Communion Matters XIV: Elements of Communion 3: The Book of Common Prayer
In the task of keeping a communion of Christians together, beyond all those non-theological factors like cultural tastes, social and economic status, etc., perhaps a shared set of beliefs (for example the Creed), or a shared source of authority (the Pope comes to mind) are the most obvious answers. But one of the most powerful answers is how a group prays. Worship stands at the crossroads of belief, formation, and pastoral care. Liturgies bound Christians together for centuries, especially in times when change was not so much in the air as a good in and of itself. However no tradition looked so deliberately to the formation and shared prayer provides more than us Anglicans (Episcopalians). And the shape that formation has taken, since the mid- 16th century, has been the Book of Common Prayer, originally written by the Archbishop of Canterbury Thomas Cranmer. He preserved and knit together elements of the great tradition he inherited, but he also contributed his own distinctive emphases, and these are worth mentioning. They provide the contours of our own shared formation as Anglicans across the centuries and continents. And they have their influence even as they invite local cultural adaptations along the way.
Let me offer seven features of the BCP which continue to contribute to a shared Anglican way of being Christians together across cultures. The first is the intention, from its inception in the 16th Century, to offer common prayer that preserves what is best from the tradition while it keeps the emphasis squarely on the grace of God in Jesus Christ which we respond to in faith. In other words, the liturgy of the BCP is implicitly catholic and reformed, and so is our shared outlook, though emphases obviously vary from place to place. Consider our communion service, where Christ’s offering of himself ‘once offered, a full, perfect, and sufficient sacrifice’ has pride of place, though we also hear of a ‘sacrifice of praise and thanksgiving’ we make in response.
But an evangelical friend might object: why the emphasis on the BCP instead of the Bible, itself the Word of God? The answer is that the BCP is an arrangement of the words of Scripture both in the prayers themselves, and as we hear the Bible day by day and week by week. My friend Ephraim Radner has spoken of the Anglican spirituality of being soaked in Scripture.
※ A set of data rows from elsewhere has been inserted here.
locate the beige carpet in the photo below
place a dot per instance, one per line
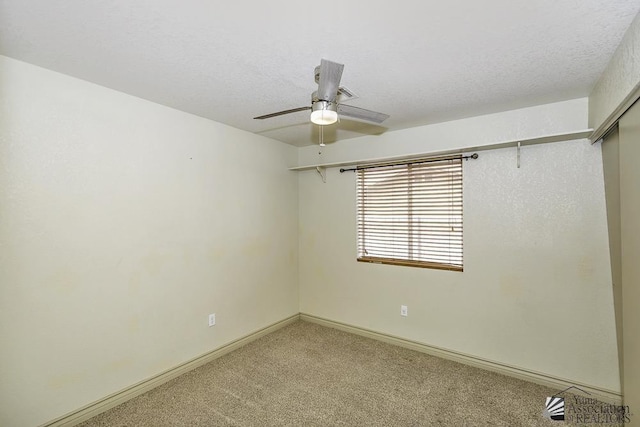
(310, 375)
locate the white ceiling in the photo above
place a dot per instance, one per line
(419, 61)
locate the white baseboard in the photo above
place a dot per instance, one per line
(122, 396)
(608, 396)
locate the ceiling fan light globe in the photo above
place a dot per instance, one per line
(324, 117)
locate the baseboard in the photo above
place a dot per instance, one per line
(122, 396)
(601, 394)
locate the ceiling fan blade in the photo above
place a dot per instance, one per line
(330, 75)
(361, 113)
(281, 113)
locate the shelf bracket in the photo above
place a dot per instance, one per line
(322, 171)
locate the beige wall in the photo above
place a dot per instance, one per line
(536, 288)
(630, 255)
(620, 79)
(123, 224)
(611, 169)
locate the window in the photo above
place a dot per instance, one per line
(411, 214)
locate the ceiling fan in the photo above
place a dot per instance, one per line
(325, 102)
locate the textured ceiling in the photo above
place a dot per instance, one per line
(419, 61)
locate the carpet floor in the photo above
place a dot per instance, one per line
(309, 375)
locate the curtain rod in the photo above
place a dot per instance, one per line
(411, 162)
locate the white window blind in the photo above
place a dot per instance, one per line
(411, 214)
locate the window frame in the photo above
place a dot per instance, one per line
(424, 193)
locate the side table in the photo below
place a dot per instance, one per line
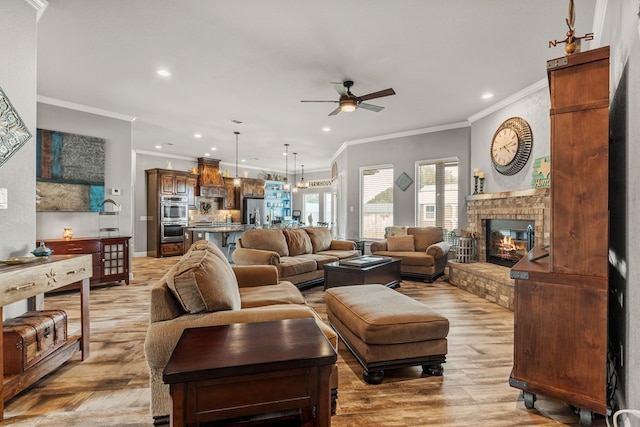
(276, 366)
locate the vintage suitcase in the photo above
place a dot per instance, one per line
(31, 337)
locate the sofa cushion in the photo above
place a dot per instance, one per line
(423, 237)
(204, 281)
(261, 296)
(290, 266)
(267, 240)
(403, 243)
(395, 231)
(298, 241)
(320, 238)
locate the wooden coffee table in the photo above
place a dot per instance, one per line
(248, 369)
(385, 273)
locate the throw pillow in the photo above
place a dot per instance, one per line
(395, 231)
(266, 240)
(398, 244)
(320, 238)
(204, 281)
(298, 241)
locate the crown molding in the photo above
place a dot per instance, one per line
(39, 6)
(403, 134)
(509, 100)
(85, 108)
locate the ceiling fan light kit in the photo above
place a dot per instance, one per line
(348, 105)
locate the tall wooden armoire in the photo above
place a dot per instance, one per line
(561, 289)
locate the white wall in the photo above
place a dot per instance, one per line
(17, 174)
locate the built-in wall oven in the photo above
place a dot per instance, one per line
(171, 231)
(174, 209)
(174, 214)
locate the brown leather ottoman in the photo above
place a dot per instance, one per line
(385, 329)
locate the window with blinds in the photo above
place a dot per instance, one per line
(376, 211)
(437, 198)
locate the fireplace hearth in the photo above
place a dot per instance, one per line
(508, 240)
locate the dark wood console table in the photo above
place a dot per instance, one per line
(26, 281)
(276, 366)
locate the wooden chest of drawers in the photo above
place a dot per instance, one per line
(109, 256)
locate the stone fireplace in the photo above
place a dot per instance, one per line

Thirdly, the BCP has been translated into a plethora of languages, and in this translation has meant that Anglicans pray a similar way anywhere you might be on a Sunday morning, and yet that translating creates a vocabulary and a classic of prayer for each culture. In my own ministry I learned to appreciate the ‘Shakespearean’ Kiswhahili of the BCP much as we do in English.
Fourth, it is good to realize that, until the BCP, daily prayer in the morning and evening was for monks, nuns, and priests. But Cranmer wanted to transfer this spirituality of the consecration of time and work to the laity. Likewise, fifthly, the catechism is meant to inform the instruction of the young in an ordinary local parish (which themselves involve a theology of the consecration of place).
The last two features might be called the ‘less is more’ aspects of our tradition. The basics are set forth, but personal devotions, music, styles of preaching, etc. are left to the discretion of the bishop and the local congregations. Likewise the Book places a strong emphasis on the round of prayer for the life cycle, the pastoral ministrations of birth, maturation, marriage, illness, and death. All these are consecrated to God in Christ.
It must be acknowledged that the Prayer Book has always been debated, and a wide array of alternatives may be found in many Communion Churches now. But the skeletal structure, as well as the sensibility, reaching back to Cranmer himself, may still be discerned across Churches, and these are a ‘goodly heritage’ we as global Anglican share.